Infarmed esclarece normas aplicáveis a máscaras

O Infarmed – Autoridade Nacional do Medicamento e Produtos de Saúde tem vindo a ser questionado sobre a tipologia de máscaras e a sua utilização, com o início de fase de desconfinamento.

De forma a esclarecer os cidadãos em geral, o instituto remete para a Informação nº 09/2020, publicada pela Direção-Geral de Saúde (DGS), onde é explicado a diferença entre as diversas máscaras disponíveis e, entre outras informações, reforçam o dever de “uso de máscaras por todas as pessoas que permaneçam em espaços interiores fechados com múltiplas pessoas, como medida de proteção adicional ao distanciamento social, à higiene das mãos e à etiqueta respiratória”.

Para os profissionais de saúde que pretendam esclarecimentos sobre os Equipamentos de Proteção Individual, o Infarmed remete para a Norma nº 07/2020, e para os outros profissionais que não do setor da saúde, remete para a Orientação nº 19/2020.

Quanto à tipologia das máscaras, o instituto divulgou uma infografia onde categoriza estes equipamentos, destinados à utilização no âmbito da COVID-19, por diferentes utilizadores e diferentes finalidades:

Nível 1: respiradores (FFP2, FFP3) ou máscaras cirúrgicas tipo II e IIR, não reutilizáveis; destinados a profissionais de saúde e doentes.

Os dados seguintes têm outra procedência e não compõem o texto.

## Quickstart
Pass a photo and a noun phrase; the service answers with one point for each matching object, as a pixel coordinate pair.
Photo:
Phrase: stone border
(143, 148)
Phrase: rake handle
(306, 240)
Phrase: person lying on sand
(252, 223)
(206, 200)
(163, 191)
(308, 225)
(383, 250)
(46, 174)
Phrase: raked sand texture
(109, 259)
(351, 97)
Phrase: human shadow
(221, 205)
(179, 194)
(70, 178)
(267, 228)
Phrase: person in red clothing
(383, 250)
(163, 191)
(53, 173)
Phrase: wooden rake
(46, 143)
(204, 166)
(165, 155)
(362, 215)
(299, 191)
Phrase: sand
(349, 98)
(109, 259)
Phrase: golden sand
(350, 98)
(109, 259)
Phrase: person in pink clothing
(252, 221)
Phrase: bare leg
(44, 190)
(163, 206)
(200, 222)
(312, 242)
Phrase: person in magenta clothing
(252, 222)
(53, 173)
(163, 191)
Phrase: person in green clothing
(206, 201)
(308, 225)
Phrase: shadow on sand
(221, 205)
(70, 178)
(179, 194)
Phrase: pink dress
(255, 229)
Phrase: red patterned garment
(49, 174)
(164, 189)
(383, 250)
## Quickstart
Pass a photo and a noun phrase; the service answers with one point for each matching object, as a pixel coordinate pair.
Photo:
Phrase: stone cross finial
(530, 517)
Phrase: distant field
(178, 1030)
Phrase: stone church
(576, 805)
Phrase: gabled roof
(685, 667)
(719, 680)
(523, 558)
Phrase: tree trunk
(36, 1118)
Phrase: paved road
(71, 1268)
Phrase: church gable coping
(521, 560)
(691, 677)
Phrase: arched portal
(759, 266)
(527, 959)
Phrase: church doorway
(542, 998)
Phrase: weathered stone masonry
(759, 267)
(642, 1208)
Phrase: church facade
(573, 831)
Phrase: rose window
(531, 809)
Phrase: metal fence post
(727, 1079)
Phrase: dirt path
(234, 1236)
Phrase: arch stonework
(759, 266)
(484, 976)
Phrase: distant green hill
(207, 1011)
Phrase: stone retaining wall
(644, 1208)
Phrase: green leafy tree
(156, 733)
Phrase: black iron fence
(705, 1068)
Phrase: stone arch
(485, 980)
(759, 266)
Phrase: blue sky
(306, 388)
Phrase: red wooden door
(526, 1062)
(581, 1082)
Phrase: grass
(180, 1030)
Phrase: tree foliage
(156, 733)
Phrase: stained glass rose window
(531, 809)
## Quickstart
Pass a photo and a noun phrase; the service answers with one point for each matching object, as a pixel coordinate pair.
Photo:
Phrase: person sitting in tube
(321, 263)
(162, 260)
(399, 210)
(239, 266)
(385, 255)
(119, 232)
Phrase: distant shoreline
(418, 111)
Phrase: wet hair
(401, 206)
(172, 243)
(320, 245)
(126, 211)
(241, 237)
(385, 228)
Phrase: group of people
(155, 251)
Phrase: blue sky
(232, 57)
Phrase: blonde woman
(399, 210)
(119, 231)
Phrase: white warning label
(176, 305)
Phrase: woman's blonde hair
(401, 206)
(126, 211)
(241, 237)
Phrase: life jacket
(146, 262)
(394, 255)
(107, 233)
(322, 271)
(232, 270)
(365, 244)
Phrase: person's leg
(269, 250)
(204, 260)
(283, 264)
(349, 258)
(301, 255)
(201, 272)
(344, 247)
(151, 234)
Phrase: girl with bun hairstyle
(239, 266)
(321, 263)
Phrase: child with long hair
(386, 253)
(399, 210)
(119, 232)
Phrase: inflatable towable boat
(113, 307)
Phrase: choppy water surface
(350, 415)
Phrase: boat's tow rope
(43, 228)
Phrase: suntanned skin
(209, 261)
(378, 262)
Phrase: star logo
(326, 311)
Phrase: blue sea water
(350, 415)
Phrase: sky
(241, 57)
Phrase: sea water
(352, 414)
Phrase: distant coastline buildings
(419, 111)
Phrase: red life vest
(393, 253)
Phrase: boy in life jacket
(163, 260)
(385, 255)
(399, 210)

Nível 2: máscaras cirúrgicas tipo I ou máscaras têxteis para contactos frequentes com o público, de uso único ou reutilizáveis; destinados a profissionais que não do setor de saúde, mas com contacto frequente com o público. Devem ter um desempenho mínimo de filtração de 90 por cento.

Nível 3: máscaras não-cirúrgicas, comunitárias ou de uso social, destinados à população em geral. Devem ter um desempenho mínimo de filtração de 70 por cento.

O Infarmed, em conjunto com outros institutos, emitiu orientações sobre a “Importação e Fabrico de Dispositivos Médicos e Equipamentos de Proteção Individual no contexto da Pandemia Covid-19 nos termos do Decreto-Lei n.º 14-E/2020, de 13 de abril”.

De acordo com a circular informativa do Infarmed, “as máscaras disponíveis devem ter a marcação CE ou podem estar abrangidas por normas equivalentes. Desta forma, os fornecedores (fabricantes, importadores e distribuidores por grosso) deverão disponibilizar informação que demonstre a conformidade da máscara que colocam no mercado ou distribuem com os requisitos da legislação harmonizada aplicável”.

“A informação sobre o tipo de máscara, nomeadamente máscara cirúrgica (dispositivo médico), semi-máscara de proteção respiratória (equipamento de proteção individual) ou máscaras ditas sociais, ou comunitárias (produto têxtil) deve constar da rotulagem ou do próprio produto. Esta informação deverá ainda constar na correspondente fatura, de forma a possibilitar uma identificação rápida do seu enquadramento regulamentar”, lê-se ainda no documento.

O Infarmed recorda ainda que as máscaras sociais deverão disponibilizar, através da etiquetagem ou marcação do produto têxtil, “informação sobre a composição, as características de desempenho do produto e de não ser um dispositivo médico ou um equipamento de proteção individual”.